In yesterday's judgment the Lord Chief Justice, Lord Judge, the most senior judge in England and Wales, rejected the notion that sperm held by North Bristol NHS Trust had the same legal status as a discarded toenail or hair cut at a barber's shop.
Lord Judge, Master of the Rolls Sir Anthony Clarke, and Lord Justice Wilson, ruled that the sperm samples – given by the men after they were warned by doctors that chemotherapy might damage their fertility – were the property of the six who could claim damages for the loss. "Unlike products of the body which are removed from it with a view to their being abandoned – such as cut hair, clipped nails, excised tissue and amputated limbs – the sperm was ejaculated with a view to its being kept," said the judges.
Their ruling, overturning the county court judgment in favour of the NHS trust, opens the door for the men to claim for psychiatric injury or mental distress at a later date at Exeter County Court.
Lord Judge said: "The appeals raise interesting questions about the application of common law principles to the ever-expanding frontiers of medical science." He said the "novel question" was whether the men could sue over the loss of semen produced for possible later use.

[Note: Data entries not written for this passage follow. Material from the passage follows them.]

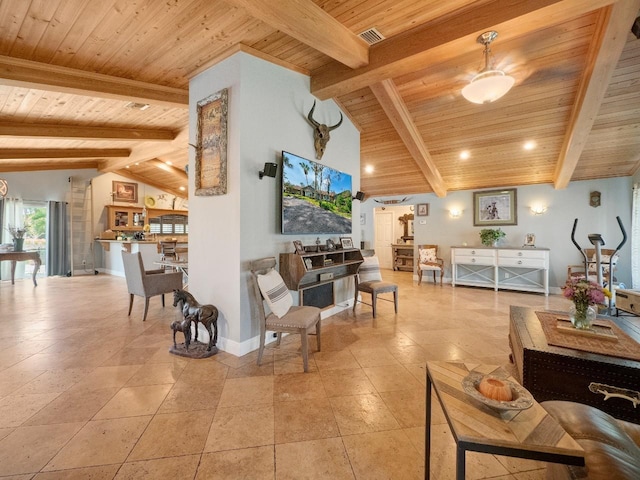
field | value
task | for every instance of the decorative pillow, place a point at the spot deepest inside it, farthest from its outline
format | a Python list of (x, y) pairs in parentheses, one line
[(370, 270), (427, 255), (275, 292)]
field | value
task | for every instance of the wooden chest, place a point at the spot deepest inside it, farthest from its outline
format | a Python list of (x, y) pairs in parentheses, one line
[(557, 373), (628, 301)]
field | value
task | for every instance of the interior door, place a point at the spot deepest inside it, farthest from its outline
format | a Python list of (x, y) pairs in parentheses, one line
[(384, 238)]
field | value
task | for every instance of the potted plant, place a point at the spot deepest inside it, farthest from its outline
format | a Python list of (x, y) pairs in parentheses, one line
[(490, 236)]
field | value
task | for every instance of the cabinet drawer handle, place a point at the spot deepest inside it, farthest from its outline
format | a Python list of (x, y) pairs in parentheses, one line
[(615, 392)]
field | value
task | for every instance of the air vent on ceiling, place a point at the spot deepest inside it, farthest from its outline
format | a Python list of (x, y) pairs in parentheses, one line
[(371, 36), (137, 106)]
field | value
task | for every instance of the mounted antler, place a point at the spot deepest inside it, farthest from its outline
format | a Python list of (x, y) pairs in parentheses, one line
[(321, 132)]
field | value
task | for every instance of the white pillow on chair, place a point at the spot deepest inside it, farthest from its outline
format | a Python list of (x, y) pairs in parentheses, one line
[(370, 270), (275, 292)]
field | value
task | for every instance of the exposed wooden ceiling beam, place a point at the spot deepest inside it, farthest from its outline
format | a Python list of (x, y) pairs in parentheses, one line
[(395, 108), (444, 39), (609, 41), (148, 152), (308, 23), (41, 130), (24, 73), (51, 153)]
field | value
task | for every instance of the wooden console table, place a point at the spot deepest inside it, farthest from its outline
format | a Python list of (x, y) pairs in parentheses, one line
[(14, 257), (530, 433), (558, 373)]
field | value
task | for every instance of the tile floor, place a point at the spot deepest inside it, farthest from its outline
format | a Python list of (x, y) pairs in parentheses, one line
[(87, 392)]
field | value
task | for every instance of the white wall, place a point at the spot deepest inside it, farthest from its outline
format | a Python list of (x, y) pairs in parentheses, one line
[(267, 110), (552, 229)]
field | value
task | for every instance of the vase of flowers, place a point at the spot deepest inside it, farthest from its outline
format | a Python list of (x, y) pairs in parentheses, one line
[(17, 234), (489, 236), (585, 296)]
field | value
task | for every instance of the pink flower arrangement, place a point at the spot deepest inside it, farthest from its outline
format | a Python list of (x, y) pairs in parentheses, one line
[(584, 292)]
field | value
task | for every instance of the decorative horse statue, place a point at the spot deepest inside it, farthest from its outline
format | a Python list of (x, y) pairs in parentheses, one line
[(184, 327), (193, 311)]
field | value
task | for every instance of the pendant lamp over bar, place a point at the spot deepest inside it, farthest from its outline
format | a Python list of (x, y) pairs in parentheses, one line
[(490, 84)]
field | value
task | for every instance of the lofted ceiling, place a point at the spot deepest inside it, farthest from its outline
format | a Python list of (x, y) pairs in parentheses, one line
[(74, 73)]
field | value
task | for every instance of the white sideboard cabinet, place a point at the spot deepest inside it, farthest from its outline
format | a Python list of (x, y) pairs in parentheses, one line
[(524, 269)]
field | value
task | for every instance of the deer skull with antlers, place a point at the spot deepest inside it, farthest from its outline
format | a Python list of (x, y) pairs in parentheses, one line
[(320, 132)]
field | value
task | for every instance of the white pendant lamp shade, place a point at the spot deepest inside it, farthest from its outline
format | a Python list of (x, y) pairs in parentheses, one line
[(487, 87), (490, 84)]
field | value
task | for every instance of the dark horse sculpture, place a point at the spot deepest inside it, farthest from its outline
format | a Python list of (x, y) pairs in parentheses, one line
[(207, 315)]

The men were diagnosed with cancer and received treatment at Southmead Hospital, Bristol. They were told chemotherapy treatment might damage their fertility. They also agreed to save semen samples for possible later use, but in 2003 liquid nitrogen in storage tanks fell below the required level, the semen thawed and was lost. The men, none of whom wants to be named, believed their hopes of fathering children were dashed. Some have regained their fertility and one has died.
Lord Justice Wilson said: "Their reaction to news of the loss lies at the heart of their claims. They each argue that in any event it is patently foreseeable that, already in a vulnerable condition, each would be likely to suffer – to put it at its lowest – a severe adverse reaction to the news that, unless he was to recover his natural fertility, his chance of becoming a father, represented by the storage of his sperm, had been lost."
The hospital trust denied liability, saying the samples were not property in the legal sense.
But the Court of Appeal judges ruled: "The sperm retained a significant property, namely that, although... suspended by having been frozen, it remained in essence biologically active... a living nexus with the men whose bodies had generated it."